# AWD B13's! Sunny Alttesa



## dho (May 15, 2002)

Anyone know details about these AWD Sunny's? I'd really like to get an AWD sentra  I tried talking to Jim @ http://serjimr.tripod.com/b13world.html but he said they were very expensive and not too many people know about them. How do you think they fit a driveshaft down the middle???

AWD Sunny 

Is the B13 the same chasis as the GTi-R? Maybe the AWD transmission will work?


----------



## Adam (Apr 30, 2002)

I want....


----------



## motentra (Feb 8, 2003)

sunnys are pretty gay!


----------



## Centurion (Sep 5, 2002)

I am so in love with that bumper with the lights and all.


----------



## himilefrontier (Jan 21, 2003)

The chassis is similar,but the floorpan is different and the rear subframe is different since it is designed to take the shock loading of engine torque,and not just follow the front of the car. I believe that you can use the floor of a B13 without modifications until you get to the rear. The driveshaft doesn't need a lot of clearence since it only spins and doesn't travel up and down like a solid axle car.The rear suspension on the GTiR is assembled to a seperate bolt in subframe that you would need to fabricate strong mounts for.The Sentra and Pulsar/Sunny GTiR both share the same wheelbase and trackwidth so the parts can "easily" be made to fit if you have the requisite fabrication skills and an understanding of the basic systems.One final thing:you must use the exact same tires and gear ratios on all 4 wheels or you will grenade the transfer case.


----------



## himilefrontier (Jan 21, 2003)

Another little tip to make it go easier: buy a complete front clip from a GTiR so that you can see how it all goes together.


----------



## Felonious Cat Stalker (May 1, 2002)

motentra said:


> *sunnys are pretty gay! *


What expertise do you possess that would cause you to make such an elaborate declaration?

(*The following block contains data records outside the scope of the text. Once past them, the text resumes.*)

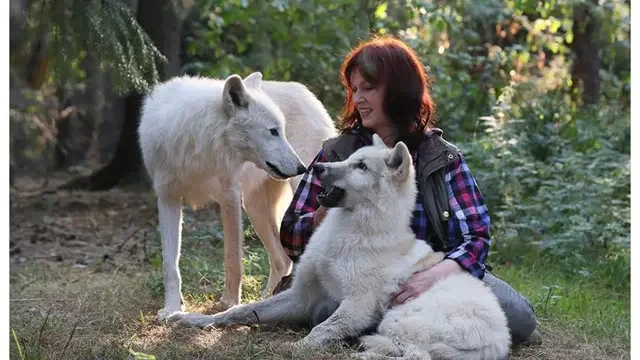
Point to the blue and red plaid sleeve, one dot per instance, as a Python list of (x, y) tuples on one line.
[(296, 227), (469, 221)]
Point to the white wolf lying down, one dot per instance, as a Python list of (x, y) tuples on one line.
[(358, 255), (226, 141)]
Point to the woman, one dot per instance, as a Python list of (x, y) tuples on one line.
[(387, 94)]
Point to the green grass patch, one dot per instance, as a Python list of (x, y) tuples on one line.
[(588, 295)]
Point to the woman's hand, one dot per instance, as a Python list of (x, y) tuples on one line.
[(319, 214), (423, 280)]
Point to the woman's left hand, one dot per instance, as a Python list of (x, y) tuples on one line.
[(423, 280)]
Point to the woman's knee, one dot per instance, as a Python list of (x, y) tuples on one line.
[(519, 311)]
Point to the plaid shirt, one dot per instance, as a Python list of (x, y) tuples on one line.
[(468, 228)]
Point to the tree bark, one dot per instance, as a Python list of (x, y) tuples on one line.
[(163, 24), (586, 48)]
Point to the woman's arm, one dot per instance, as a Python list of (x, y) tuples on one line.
[(303, 214), (469, 224)]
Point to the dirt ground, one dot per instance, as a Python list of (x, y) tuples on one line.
[(79, 272)]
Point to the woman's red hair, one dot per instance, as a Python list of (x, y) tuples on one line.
[(407, 101)]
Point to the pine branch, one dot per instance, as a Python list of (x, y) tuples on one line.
[(105, 27)]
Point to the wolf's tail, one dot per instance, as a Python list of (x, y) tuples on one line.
[(445, 351)]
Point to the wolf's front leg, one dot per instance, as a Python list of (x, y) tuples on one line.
[(286, 307), (353, 316), (170, 220)]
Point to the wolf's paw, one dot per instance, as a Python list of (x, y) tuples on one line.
[(165, 314), (197, 320)]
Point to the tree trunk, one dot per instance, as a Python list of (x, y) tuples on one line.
[(586, 48), (163, 24)]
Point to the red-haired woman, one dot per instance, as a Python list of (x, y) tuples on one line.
[(387, 94)]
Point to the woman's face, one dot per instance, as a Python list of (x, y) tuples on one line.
[(368, 100)]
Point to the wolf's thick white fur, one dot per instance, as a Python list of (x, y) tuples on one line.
[(358, 256), (228, 141)]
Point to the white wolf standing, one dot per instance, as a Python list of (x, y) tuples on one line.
[(359, 254), (226, 141)]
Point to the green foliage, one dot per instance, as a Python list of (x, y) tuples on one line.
[(560, 177), (590, 299), (106, 28)]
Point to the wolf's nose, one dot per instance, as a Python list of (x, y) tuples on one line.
[(318, 169)]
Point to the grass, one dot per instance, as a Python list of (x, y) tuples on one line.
[(81, 314)]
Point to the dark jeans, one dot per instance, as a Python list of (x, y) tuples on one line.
[(520, 313)]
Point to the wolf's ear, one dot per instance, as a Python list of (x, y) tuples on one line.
[(377, 141), (234, 95), (400, 161), (254, 80)]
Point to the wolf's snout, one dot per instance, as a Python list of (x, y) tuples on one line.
[(319, 169)]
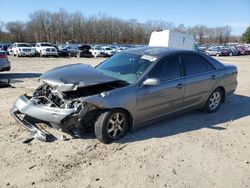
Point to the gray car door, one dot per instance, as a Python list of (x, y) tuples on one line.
[(200, 77), (156, 101)]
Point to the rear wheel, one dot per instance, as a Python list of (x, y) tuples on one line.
[(111, 125), (214, 101)]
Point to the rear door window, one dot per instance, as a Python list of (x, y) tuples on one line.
[(169, 68), (195, 64)]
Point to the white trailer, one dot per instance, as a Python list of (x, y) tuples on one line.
[(166, 38)]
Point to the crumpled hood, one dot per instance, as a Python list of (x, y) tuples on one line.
[(70, 77)]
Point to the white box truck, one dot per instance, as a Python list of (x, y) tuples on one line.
[(166, 38)]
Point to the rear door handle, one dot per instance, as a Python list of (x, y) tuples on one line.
[(213, 77), (180, 85)]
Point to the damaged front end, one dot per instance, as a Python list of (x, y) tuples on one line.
[(63, 108)]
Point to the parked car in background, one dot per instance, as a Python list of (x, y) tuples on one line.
[(213, 51), (70, 49), (84, 51), (127, 91), (4, 47), (23, 49), (97, 51), (108, 52), (4, 62), (60, 52), (45, 49)]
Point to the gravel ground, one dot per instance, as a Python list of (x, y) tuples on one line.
[(190, 150)]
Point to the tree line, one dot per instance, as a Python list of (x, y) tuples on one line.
[(62, 26)]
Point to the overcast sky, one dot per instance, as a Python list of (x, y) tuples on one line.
[(211, 13)]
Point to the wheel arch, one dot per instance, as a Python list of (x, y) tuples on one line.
[(223, 92), (131, 120)]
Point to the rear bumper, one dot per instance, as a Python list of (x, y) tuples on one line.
[(25, 106), (26, 53), (5, 69), (49, 53)]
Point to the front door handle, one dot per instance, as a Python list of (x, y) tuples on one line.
[(213, 77), (180, 85)]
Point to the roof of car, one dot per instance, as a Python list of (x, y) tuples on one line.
[(157, 51)]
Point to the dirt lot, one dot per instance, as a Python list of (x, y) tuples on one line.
[(190, 150)]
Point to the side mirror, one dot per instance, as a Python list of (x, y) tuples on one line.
[(151, 82)]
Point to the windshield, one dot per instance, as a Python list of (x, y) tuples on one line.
[(45, 44), (23, 45), (126, 66)]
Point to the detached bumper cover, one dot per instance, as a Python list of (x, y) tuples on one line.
[(25, 106)]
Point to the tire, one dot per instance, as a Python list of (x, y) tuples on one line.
[(111, 125), (214, 100)]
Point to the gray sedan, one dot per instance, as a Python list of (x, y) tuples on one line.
[(4, 62), (126, 91)]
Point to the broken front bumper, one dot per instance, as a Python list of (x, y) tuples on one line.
[(28, 106)]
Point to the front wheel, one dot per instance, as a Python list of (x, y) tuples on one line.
[(214, 101), (111, 125)]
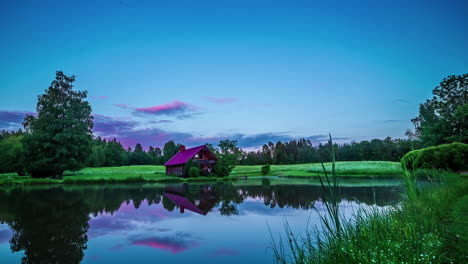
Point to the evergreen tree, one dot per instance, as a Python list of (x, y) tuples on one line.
[(60, 136)]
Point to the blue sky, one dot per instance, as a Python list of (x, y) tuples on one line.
[(200, 71)]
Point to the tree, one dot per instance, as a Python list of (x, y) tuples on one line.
[(443, 119), (229, 156), (169, 150), (60, 136), (11, 154), (139, 156)]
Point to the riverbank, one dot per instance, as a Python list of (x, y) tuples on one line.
[(429, 226), (149, 173)]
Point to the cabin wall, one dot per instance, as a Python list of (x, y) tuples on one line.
[(174, 170)]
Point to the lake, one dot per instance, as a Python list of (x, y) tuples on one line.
[(173, 223)]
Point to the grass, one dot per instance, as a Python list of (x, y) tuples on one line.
[(429, 226), (149, 173)]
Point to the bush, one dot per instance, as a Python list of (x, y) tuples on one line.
[(266, 169), (221, 169), (194, 172), (446, 157)]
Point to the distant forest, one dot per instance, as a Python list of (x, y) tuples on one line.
[(60, 137), (109, 153)]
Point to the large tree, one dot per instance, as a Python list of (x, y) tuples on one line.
[(443, 119), (60, 135)]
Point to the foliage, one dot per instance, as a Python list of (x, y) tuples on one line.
[(302, 151), (229, 156), (266, 169), (59, 137), (11, 155), (169, 150), (444, 118), (446, 157), (194, 172)]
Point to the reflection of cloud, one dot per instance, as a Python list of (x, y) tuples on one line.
[(5, 235), (106, 224), (176, 244), (225, 252), (127, 219)]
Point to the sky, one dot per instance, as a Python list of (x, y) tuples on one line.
[(254, 71)]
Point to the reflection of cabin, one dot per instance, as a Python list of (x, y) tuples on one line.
[(201, 154), (201, 203)]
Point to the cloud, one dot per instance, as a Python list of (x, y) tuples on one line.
[(108, 126), (391, 121), (221, 100), (5, 235), (263, 105), (103, 97), (123, 106), (176, 244), (225, 252), (178, 109), (163, 121), (400, 101), (12, 120)]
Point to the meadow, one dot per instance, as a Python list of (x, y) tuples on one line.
[(156, 173)]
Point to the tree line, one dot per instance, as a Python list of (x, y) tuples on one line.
[(60, 137)]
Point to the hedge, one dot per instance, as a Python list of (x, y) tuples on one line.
[(451, 157)]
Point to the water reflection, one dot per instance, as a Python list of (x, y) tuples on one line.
[(54, 224)]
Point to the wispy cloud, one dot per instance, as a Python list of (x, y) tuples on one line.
[(225, 252), (221, 100), (12, 120), (391, 121), (174, 244), (102, 97), (176, 108), (123, 106), (400, 101), (108, 126)]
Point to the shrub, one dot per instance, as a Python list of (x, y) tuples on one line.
[(446, 157), (194, 172), (266, 169), (221, 169)]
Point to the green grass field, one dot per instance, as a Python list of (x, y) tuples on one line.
[(149, 173)]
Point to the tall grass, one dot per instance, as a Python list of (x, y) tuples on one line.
[(415, 231)]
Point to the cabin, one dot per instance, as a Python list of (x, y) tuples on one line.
[(201, 154)]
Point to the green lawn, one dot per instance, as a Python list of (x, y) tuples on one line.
[(157, 173)]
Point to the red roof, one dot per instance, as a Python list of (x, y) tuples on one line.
[(182, 157)]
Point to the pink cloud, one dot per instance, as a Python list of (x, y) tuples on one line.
[(174, 108), (123, 106), (102, 97), (225, 252), (221, 100), (173, 245)]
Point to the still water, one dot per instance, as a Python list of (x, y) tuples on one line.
[(174, 223)]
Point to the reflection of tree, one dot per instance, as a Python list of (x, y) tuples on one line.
[(50, 224), (50, 228), (228, 209)]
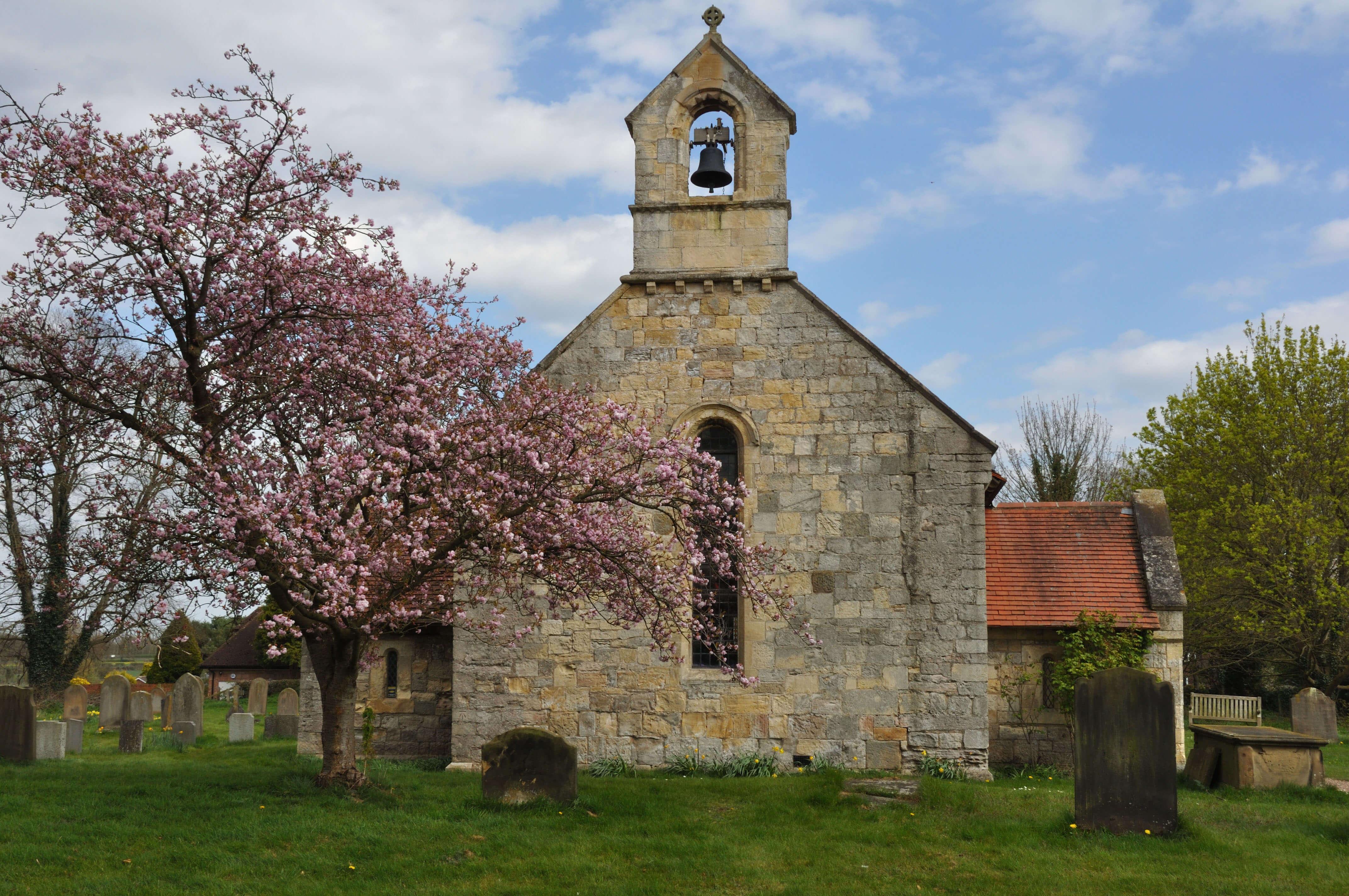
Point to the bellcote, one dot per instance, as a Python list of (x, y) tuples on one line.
[(690, 235)]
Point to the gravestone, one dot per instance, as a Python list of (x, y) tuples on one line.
[(185, 733), (18, 724), (76, 703), (241, 728), (133, 736), (288, 702), (1126, 753), (113, 701), (141, 708), (50, 740), (1314, 714), (258, 698), (525, 764), (188, 701)]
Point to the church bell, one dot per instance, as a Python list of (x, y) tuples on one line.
[(711, 169)]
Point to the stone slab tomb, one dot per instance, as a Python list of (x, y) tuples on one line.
[(1126, 753), (1314, 714), (258, 698), (241, 728), (1255, 758), (18, 724), (185, 733), (132, 737), (288, 702), (141, 708), (50, 740), (75, 703), (527, 764), (188, 701), (113, 701)]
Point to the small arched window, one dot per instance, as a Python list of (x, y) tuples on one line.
[(392, 674), (1047, 680), (724, 594)]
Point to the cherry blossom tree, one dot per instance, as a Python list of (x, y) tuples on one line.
[(353, 442)]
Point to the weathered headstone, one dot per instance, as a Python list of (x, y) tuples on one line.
[(525, 764), (188, 701), (18, 724), (185, 733), (75, 703), (258, 698), (133, 736), (75, 736), (241, 728), (141, 708), (1314, 714), (50, 740), (1126, 753), (113, 701), (288, 702)]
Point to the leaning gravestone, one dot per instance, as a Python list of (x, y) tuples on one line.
[(241, 728), (525, 764), (188, 701), (141, 708), (1126, 753), (288, 702), (75, 703), (18, 725), (133, 736), (185, 733), (50, 740), (1314, 714), (113, 701), (258, 698)]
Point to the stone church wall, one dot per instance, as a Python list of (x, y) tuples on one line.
[(875, 493)]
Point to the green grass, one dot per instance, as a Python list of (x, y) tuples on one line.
[(247, 820)]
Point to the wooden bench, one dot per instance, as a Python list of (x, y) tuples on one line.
[(1223, 708)]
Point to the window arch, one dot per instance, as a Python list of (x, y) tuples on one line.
[(724, 594), (392, 674)]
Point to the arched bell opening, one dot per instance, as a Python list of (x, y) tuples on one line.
[(711, 158)]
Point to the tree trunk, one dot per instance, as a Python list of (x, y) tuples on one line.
[(336, 663)]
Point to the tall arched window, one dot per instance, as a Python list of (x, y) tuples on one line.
[(392, 674), (721, 442)]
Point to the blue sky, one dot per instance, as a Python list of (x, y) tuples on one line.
[(1012, 198)]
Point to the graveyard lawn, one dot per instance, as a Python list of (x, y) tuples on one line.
[(246, 818)]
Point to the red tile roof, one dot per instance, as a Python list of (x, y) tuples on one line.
[(1047, 562)]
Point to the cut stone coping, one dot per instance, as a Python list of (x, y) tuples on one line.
[(1258, 736)]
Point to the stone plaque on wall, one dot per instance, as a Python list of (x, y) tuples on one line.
[(1126, 753)]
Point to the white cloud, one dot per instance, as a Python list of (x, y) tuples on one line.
[(550, 270), (833, 235), (945, 372), (1235, 288), (1331, 242), (880, 319), (1041, 148), (1139, 372)]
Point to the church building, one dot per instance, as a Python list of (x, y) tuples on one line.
[(873, 488)]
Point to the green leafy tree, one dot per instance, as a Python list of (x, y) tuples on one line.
[(177, 655), (1255, 462), (1094, 643)]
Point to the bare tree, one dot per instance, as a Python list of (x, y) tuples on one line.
[(1069, 454)]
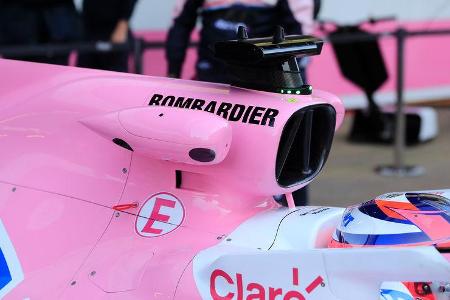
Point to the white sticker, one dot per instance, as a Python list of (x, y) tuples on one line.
[(161, 214)]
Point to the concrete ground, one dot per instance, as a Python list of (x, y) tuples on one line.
[(349, 176)]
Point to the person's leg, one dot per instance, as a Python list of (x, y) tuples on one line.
[(115, 61)]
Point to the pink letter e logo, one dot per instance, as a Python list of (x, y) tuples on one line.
[(159, 215)]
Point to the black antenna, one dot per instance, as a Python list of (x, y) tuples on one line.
[(242, 33), (279, 35)]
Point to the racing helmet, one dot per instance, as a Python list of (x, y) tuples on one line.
[(397, 219)]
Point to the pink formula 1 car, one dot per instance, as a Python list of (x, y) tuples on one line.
[(118, 186)]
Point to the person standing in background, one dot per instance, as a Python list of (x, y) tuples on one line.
[(35, 22), (107, 20), (220, 21)]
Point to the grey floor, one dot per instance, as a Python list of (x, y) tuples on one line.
[(349, 176)]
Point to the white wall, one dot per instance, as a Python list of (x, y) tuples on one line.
[(157, 14)]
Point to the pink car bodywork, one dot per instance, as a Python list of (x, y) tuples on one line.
[(60, 180), (84, 217)]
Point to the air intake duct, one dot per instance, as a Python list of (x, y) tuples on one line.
[(305, 144)]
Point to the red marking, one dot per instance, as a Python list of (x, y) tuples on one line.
[(431, 222), (295, 280), (157, 217), (313, 285), (123, 207), (212, 285)]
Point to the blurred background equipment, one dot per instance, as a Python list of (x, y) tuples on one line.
[(362, 63), (220, 21), (106, 20), (33, 22)]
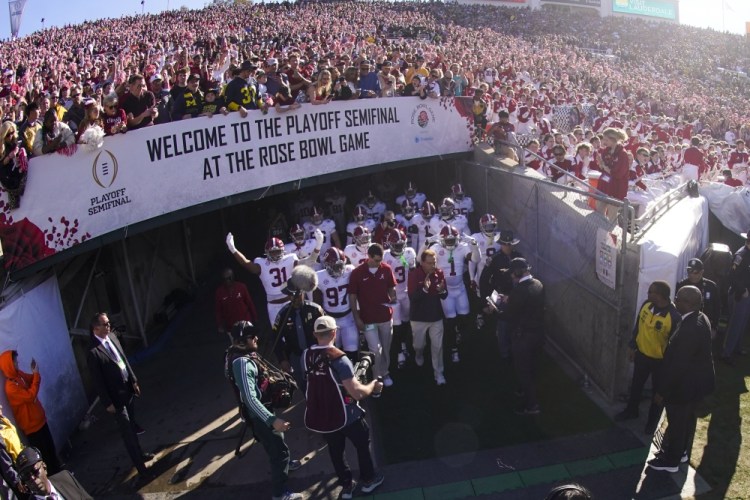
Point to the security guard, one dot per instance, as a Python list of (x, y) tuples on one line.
[(709, 291), (294, 327), (657, 320), (739, 281)]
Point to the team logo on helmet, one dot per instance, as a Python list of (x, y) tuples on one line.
[(297, 233), (361, 236), (447, 208), (428, 210), (449, 237), (334, 261), (274, 249), (488, 224)]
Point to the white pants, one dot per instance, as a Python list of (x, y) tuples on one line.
[(401, 310), (419, 330), (347, 336), (379, 336), (457, 302)]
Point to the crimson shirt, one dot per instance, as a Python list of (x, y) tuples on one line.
[(372, 292)]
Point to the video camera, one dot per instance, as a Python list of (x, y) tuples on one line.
[(363, 367)]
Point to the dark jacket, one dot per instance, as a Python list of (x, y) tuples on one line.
[(106, 375), (711, 299), (425, 306), (288, 343), (524, 311), (688, 366)]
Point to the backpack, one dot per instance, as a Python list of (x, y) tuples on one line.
[(276, 386), (325, 410)]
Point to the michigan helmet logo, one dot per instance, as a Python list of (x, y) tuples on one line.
[(105, 169)]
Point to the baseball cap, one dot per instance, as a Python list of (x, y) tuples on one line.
[(695, 265), (519, 264), (243, 330), (248, 66), (27, 459), (324, 324)]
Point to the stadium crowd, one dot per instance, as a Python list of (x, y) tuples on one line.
[(569, 68)]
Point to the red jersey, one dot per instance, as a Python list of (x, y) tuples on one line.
[(371, 290)]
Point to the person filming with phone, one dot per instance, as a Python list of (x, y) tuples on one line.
[(22, 391), (426, 289)]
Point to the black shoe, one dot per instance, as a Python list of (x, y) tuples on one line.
[(659, 463), (626, 415), (528, 411)]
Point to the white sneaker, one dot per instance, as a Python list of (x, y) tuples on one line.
[(419, 359)]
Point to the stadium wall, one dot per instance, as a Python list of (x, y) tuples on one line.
[(586, 319)]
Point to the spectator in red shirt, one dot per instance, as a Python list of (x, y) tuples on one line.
[(372, 287), (232, 303), (729, 180), (114, 118)]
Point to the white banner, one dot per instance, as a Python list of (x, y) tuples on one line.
[(146, 173), (15, 7), (731, 205)]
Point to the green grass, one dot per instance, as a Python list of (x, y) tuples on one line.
[(474, 411), (718, 452)]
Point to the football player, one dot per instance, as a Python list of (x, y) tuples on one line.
[(402, 259), (453, 251), (449, 217), (357, 251), (411, 195), (332, 294), (326, 226), (359, 219), (464, 205), (273, 270)]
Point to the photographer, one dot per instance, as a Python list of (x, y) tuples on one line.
[(333, 395), (267, 428)]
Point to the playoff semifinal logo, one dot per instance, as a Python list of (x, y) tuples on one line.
[(104, 169)]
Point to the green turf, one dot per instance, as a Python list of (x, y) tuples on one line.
[(474, 411)]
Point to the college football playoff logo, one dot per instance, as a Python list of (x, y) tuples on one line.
[(104, 169)]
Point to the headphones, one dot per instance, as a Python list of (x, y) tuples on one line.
[(570, 491)]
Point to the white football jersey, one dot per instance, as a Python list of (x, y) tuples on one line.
[(376, 212), (424, 227), (401, 266), (327, 227), (336, 203), (487, 248), (453, 263), (274, 275), (412, 238), (419, 199), (368, 223), (303, 253), (457, 221), (335, 290), (355, 255), (464, 207)]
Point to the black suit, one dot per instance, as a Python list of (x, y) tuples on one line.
[(687, 377), (524, 313), (118, 390), (67, 486)]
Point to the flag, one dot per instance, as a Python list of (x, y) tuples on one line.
[(16, 12)]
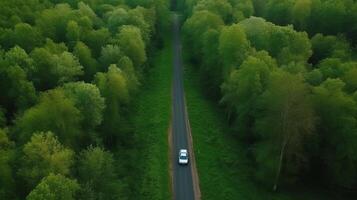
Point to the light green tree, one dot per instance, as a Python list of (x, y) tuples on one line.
[(55, 187), (44, 155)]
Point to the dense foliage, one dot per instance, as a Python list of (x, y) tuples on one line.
[(285, 71), (69, 72)]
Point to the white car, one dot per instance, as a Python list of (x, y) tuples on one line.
[(183, 157)]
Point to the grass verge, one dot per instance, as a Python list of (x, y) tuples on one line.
[(223, 167), (151, 127)]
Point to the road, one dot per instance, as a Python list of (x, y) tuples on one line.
[(182, 175)]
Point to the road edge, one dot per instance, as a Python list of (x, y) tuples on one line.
[(195, 178), (169, 155)]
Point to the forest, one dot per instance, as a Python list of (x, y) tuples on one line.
[(284, 73), (69, 72)]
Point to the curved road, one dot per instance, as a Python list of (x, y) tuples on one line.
[(182, 175)]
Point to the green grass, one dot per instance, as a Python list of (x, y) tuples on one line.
[(153, 113), (223, 167)]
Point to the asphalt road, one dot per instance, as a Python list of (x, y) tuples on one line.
[(182, 174)]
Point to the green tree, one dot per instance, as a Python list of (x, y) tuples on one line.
[(7, 156), (44, 155), (301, 13), (131, 75), (195, 26), (96, 172), (113, 87), (85, 57), (55, 187), (284, 119), (54, 112), (53, 22), (87, 99), (243, 88), (220, 7), (110, 54), (233, 47), (132, 44), (54, 68), (337, 128), (18, 93), (72, 31)]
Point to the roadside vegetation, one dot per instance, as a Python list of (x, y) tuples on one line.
[(152, 121), (71, 76), (283, 73), (224, 159)]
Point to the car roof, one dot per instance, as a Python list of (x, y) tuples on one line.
[(183, 150)]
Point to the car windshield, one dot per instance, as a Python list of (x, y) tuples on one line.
[(183, 156)]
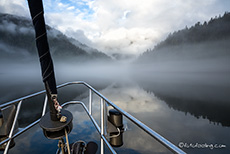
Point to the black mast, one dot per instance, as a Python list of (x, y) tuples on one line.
[(37, 15)]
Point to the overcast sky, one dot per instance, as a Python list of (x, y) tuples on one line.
[(121, 26)]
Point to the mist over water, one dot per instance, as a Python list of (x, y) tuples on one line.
[(185, 96)]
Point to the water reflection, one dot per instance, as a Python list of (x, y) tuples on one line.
[(181, 109)]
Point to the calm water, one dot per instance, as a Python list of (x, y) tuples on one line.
[(185, 108)]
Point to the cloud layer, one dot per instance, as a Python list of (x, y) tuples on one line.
[(118, 26)]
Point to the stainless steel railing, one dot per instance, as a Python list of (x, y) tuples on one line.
[(103, 111)]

That has to be the worst reply to a post I have ever seen in this forum.


----------



## himilefrontier (Jan 21, 2003)

motentra said:


> *sunnys are pretty gay! *


Gee...I see that you drive a B13 Sentra also known in Japan as a...SUNNY!does this mean that you are "pretty gay" too? Think Before you post!


----------



## Centurion (Sep 5, 2002)

fcsmotorsports said:


> *
> That has to be the worst reply to a post I have ever seen in this forum. *


That was my thought too. Maybe his little brother posted that.


----------



## PrOxLaMuS© (Aug 11, 2002)

Here is an interesting fact I learned from a GAY person,when I mentioned "damn, that camera looks gay!" (he heard me and got pissed off, back in 10th Grade)

He simply stated : "can an object be physically and emotionally attracted to one of the same sex?"

So can a Sunny... be homosexual??


----------



## drifterdevin (May 25, 2008)

*I'am thinking on making my b13 awd*

but I will not use the gtir drivetrain, I will be using a 1986 nissan multi in canada or Prairie in the usa, 5 speed and awd, the motor is a CA20de, I will add the T later;-) and all the parts are avalible to fix them in north america too.


----------



## kizer24 (Mar 23, 2008)

Technically gay isn't even about sexuality so I'm guessing he meant that the Sunny's are happy?


----------



## Flyte (May 26, 2008)

well sun *is* a prerequisite to being happy


----------



## veedubxlr8r (Dec 29, 2004)

Somebody needs to find the guy that built this:


----------



## TOOQIKK (Jul 11, 2009)

i have an awd-t n13 pulsar and business man on sr20 forum has an awd nx2k!


----------